18:39:57 - Na enkele minuten loopt de man achter het elektriciteitshuisje. Enkele seconden later komt de man weer achter het huisje vandaan op een fiets en rijdt daarmee weg.
18:50:20 - De twee verdachten komen weer in beeld. De twee verdachten gaan uit elkaar. De man loopt in de richting van de fietsen, bukt zich over een fiets heen en pakt de fiets uit het rek. De man fietst in de richting waar de vrouw ook naartoe is gelopen. [12]
Verbalisant [verbalisant 2] stuurt screenshots van de beelden naar de aangevers. Hieruit komt het volgende naar voren:
“Ik hoorde dat [aangever 3] verklaarde dat die witte fiets, links onderin beeld, zijn fiets is. Hij herkende de fiets aan de witte kleur en het unieke herenmodel. De leenfiets van zijn vrouw was tegenover zijn fiets gezet. [aangever 4] verklaarde dat zijn fiets niet op deze camera te zien was. Zijn fiets stond meer aan de kant van de weg, achter het huisje op de foto. [13]
Verbalisant [verbalisant 2] bekijkt de beelden en verklaart het volgende:
“Ik zie sterke overeenkomsten met [verdachte] . Ik zie overeenkomsten in het postuur, de kalende schedel en baardgroei. [14]
Medeverdachte [medeverdachte] heeft tijdens haar politieverhoor over de beelden het volgende verklaard:
“Dat zijn [verdachte] en ik. We hebben toen (…) fietsen gestolen.” [15]
9 maart 2021
Uit de aangifte van [aangever 5] blijkt het volgende:
“Ik ben 9 maart 2021 naar [bedrijf 2] [
Amersfoort] gegaan. Ik heb mijn fiets op slot gedaan. Toen ik buiten kwam realiseerde ik dat mijn fiets gestolen was! Merk Gazelle, kleur zwart. [16]
Verbalisant [verbalisant 2] bekijkt de camerabeelden en beschrijft het volgende:
“De twee verdachten staan inmiddels bij de geparkeerde fietsen. De mannelijke verdachte bukt voorover tussen de fietsen. De man komt na ongeveer 5 seconden weer overeind. De vrouw stapt op de fiets en rijdt ermee weg. De man loopt achterin beeld weg een steeg in. [17]
Verbalisant [verbalisant 2] stuurt een afbeelding van de camerabeelden naar de aangeefster. Hieruit komt het volgende naar voren:
“Na het zien van de foto hoorde ik dat Gabrielova het volgende verklaarde: ‘Dat is mijn fiets’. [18]

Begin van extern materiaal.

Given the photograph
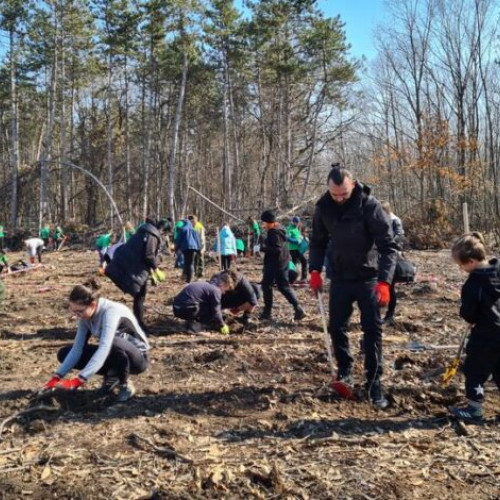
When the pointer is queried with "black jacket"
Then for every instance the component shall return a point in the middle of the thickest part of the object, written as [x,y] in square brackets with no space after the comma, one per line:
[350,235]
[131,264]
[481,303]
[275,248]
[204,297]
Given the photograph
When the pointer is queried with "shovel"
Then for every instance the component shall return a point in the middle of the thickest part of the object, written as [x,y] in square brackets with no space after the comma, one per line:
[451,370]
[342,389]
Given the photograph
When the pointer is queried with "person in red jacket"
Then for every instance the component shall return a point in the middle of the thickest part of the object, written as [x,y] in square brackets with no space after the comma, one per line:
[350,228]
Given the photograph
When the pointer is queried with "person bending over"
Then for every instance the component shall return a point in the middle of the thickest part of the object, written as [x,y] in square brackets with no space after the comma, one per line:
[121,350]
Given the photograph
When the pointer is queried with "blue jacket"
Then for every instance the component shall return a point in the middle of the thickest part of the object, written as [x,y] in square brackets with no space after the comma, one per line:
[187,237]
[227,242]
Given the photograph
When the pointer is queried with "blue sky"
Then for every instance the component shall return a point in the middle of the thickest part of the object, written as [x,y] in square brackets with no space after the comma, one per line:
[360,18]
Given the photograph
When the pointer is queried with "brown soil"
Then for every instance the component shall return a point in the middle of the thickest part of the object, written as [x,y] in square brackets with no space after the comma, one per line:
[246,416]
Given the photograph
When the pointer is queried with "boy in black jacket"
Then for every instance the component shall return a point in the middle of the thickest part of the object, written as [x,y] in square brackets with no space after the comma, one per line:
[276,258]
[480,307]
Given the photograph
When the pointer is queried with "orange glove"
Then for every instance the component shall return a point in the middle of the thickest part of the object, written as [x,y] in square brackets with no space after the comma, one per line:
[383,294]
[316,281]
[51,384]
[71,384]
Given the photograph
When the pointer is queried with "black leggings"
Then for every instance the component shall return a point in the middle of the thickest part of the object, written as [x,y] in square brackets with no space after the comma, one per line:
[139,299]
[124,358]
[299,257]
[189,264]
[226,262]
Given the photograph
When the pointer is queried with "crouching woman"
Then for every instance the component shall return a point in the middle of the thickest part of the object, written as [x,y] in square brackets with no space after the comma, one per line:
[121,350]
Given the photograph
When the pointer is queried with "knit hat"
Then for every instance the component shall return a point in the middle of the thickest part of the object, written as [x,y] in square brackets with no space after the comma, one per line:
[268,216]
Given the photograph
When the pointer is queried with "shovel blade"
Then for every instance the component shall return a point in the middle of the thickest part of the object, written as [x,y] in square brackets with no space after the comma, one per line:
[344,390]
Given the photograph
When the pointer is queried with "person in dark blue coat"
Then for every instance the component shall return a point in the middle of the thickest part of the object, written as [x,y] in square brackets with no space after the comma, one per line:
[480,307]
[351,228]
[188,242]
[135,262]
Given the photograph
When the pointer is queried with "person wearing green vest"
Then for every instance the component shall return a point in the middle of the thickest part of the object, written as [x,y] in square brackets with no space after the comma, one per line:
[45,234]
[4,265]
[129,230]
[58,237]
[294,238]
[240,246]
[102,243]
[179,256]
[254,233]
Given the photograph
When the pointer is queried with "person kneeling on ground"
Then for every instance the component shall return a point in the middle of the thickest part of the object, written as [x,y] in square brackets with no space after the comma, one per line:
[242,298]
[199,303]
[121,350]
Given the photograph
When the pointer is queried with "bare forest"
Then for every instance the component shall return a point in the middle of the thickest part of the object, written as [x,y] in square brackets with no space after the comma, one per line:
[248,107]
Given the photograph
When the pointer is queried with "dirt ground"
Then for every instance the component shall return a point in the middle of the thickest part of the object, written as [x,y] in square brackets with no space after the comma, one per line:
[245,416]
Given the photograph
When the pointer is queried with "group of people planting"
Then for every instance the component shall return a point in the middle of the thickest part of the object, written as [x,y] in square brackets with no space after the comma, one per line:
[355,237]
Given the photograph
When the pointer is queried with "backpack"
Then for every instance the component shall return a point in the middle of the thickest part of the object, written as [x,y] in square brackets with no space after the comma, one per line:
[405,270]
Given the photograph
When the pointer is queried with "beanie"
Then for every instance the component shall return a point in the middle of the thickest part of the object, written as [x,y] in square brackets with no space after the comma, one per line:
[268,216]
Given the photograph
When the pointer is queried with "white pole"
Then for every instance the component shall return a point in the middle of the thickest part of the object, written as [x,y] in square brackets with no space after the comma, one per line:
[465,214]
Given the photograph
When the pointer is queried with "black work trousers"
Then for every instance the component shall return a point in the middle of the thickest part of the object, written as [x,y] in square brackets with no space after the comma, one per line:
[138,308]
[343,294]
[483,360]
[189,264]
[299,257]
[280,277]
[124,358]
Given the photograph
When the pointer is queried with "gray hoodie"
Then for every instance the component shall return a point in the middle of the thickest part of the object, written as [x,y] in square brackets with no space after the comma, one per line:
[110,319]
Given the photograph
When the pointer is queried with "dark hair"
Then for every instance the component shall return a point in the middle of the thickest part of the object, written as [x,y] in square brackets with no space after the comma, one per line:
[86,293]
[338,174]
[468,247]
[386,206]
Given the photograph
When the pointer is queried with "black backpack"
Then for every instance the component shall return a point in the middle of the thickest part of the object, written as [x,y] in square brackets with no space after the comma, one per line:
[405,270]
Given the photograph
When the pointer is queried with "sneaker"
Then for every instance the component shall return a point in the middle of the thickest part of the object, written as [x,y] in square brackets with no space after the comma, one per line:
[265,315]
[126,391]
[468,414]
[109,382]
[299,314]
[193,327]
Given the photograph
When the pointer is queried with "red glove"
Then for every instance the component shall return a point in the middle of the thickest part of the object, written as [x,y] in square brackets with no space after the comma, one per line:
[51,384]
[316,281]
[71,383]
[383,294]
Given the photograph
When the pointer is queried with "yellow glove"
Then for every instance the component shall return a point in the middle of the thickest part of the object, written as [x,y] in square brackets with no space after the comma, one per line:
[154,279]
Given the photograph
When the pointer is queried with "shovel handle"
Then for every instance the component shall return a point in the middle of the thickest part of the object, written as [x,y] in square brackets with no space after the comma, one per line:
[328,340]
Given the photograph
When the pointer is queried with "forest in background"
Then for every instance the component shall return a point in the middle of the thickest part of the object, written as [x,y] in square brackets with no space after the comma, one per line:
[248,107]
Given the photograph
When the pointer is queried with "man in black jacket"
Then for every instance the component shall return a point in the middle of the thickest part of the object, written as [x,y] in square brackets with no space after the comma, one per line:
[276,258]
[134,262]
[350,228]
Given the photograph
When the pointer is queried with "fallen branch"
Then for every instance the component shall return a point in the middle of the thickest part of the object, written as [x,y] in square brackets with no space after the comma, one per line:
[24,412]
[167,452]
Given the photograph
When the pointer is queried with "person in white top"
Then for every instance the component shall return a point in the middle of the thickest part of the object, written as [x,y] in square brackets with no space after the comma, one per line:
[34,247]
[121,350]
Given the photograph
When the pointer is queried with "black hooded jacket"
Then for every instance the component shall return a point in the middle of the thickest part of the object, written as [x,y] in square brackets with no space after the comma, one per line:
[275,248]
[131,264]
[481,303]
[351,234]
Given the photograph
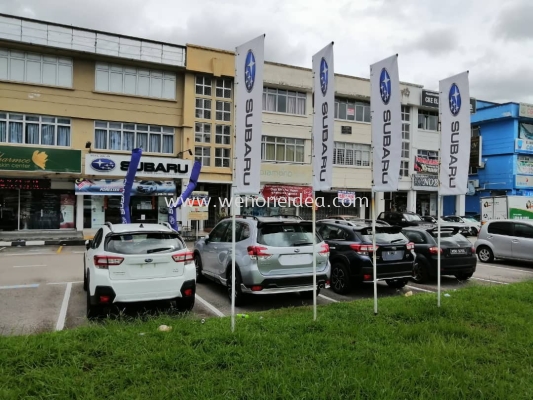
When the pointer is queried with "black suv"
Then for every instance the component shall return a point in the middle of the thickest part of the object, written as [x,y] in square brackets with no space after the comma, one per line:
[458,257]
[351,253]
[404,219]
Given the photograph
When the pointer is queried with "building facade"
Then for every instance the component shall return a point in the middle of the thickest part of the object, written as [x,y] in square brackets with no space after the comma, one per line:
[502,153]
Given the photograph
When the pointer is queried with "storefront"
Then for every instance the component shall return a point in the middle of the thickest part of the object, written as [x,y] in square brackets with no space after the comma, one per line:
[28,200]
[155,185]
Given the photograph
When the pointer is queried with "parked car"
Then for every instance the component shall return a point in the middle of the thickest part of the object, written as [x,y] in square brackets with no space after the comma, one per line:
[127,263]
[351,254]
[473,226]
[272,255]
[506,239]
[458,257]
[404,219]
[352,218]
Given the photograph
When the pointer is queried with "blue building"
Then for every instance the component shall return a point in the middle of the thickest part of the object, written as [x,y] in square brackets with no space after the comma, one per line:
[504,166]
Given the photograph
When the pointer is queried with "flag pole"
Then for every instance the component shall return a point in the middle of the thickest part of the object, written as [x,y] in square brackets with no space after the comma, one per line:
[374,259]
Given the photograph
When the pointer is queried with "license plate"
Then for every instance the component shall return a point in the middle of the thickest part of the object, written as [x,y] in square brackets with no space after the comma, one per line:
[458,251]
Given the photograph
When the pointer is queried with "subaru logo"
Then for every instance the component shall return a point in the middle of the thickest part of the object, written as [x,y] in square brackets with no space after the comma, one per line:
[385,86]
[103,164]
[454,98]
[324,74]
[249,71]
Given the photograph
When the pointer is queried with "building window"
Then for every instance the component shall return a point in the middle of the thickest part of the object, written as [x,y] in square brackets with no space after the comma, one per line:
[41,69]
[202,133]
[203,155]
[126,136]
[428,120]
[203,85]
[281,149]
[284,101]
[135,81]
[351,154]
[222,157]
[406,141]
[203,108]
[223,112]
[222,134]
[34,129]
[352,110]
[223,88]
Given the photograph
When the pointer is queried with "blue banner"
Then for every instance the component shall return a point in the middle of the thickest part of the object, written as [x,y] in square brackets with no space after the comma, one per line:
[128,184]
[193,181]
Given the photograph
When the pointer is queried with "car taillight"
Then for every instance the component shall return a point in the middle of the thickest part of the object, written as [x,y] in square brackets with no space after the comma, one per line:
[434,250]
[104,262]
[324,249]
[258,253]
[186,257]
[363,249]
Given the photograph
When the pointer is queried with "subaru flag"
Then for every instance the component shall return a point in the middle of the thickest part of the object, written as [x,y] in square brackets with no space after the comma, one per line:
[454,108]
[128,184]
[249,62]
[386,112]
[324,104]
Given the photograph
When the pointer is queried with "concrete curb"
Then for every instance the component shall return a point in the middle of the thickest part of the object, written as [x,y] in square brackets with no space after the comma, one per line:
[59,242]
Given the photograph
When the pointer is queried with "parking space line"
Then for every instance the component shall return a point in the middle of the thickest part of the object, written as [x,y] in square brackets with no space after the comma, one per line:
[489,280]
[507,269]
[328,298]
[211,307]
[33,285]
[417,288]
[29,266]
[64,306]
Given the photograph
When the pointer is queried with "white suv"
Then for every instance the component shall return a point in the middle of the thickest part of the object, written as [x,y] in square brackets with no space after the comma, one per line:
[127,263]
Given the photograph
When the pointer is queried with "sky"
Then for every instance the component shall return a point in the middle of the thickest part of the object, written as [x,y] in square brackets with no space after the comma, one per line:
[435,39]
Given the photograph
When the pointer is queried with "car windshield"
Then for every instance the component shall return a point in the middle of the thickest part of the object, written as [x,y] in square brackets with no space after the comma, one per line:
[143,243]
[386,238]
[286,235]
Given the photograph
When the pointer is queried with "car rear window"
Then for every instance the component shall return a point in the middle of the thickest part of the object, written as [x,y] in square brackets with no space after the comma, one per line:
[143,243]
[286,235]
[386,238]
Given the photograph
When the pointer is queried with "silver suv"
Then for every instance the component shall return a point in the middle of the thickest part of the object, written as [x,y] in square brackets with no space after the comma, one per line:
[505,238]
[273,255]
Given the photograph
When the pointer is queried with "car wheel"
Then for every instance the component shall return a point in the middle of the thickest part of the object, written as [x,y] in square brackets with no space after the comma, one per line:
[93,311]
[340,279]
[397,283]
[84,275]
[464,276]
[421,271]
[485,254]
[198,264]
[239,301]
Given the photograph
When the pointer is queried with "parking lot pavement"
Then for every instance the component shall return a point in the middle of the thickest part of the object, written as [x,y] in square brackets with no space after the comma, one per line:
[41,290]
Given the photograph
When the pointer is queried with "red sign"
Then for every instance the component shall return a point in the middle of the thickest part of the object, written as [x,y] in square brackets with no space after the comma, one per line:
[295,194]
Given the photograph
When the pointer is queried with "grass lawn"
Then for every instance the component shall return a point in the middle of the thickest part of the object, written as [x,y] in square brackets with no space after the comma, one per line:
[478,345]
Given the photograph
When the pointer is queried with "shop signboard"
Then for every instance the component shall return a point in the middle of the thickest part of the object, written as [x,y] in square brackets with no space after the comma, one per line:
[113,187]
[149,167]
[425,182]
[44,159]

Verbalisant [verbalisant 2] verklaart tevens het volgende:
“Ik herken [verdachte] aan zijn haargrens bovenop zijn kalende schedel, zijn forse postuur, zijn overeenkomende huid tint, de vorm van zijn schedel, de platte achterkant van zijn hoofd, de scherpe hoek naar beneden halverwege zijn linker wenkbrauw en de stand van zijn ogen. [19]
Tot slot verklaart medeverdachte [medeverdachte] over de beelden het volgende:
“V: Jij hebt deze fiets samen met [verdachte] gestolen?
A: Ja. Hij had een sleutel en klikte de fiets open en fietste ermee weg. [20]
(…)
O: Op de beelden zagen we dat jij wegreed op de fiets, nadat [verdachte] hem open maakte. Ik laat je daar een foto van zien. (Fotobijlage 2)
V: Kun je daar iets over zeggen?
A: Dat klopt, dat ben ik op de fiets.
10 maart 2021
Uit de aangifte van [aangever 6] blijkt het volgende:
“Tijdstip achterlaten: 10-03-2021 11:00. Tijdstip geconstateerd: 10-03-21 15:15. (…) Mijn fiets is ontvreemd op mijn werk, locatie Barneveld. Merk Batavus, kleur zwart. [21]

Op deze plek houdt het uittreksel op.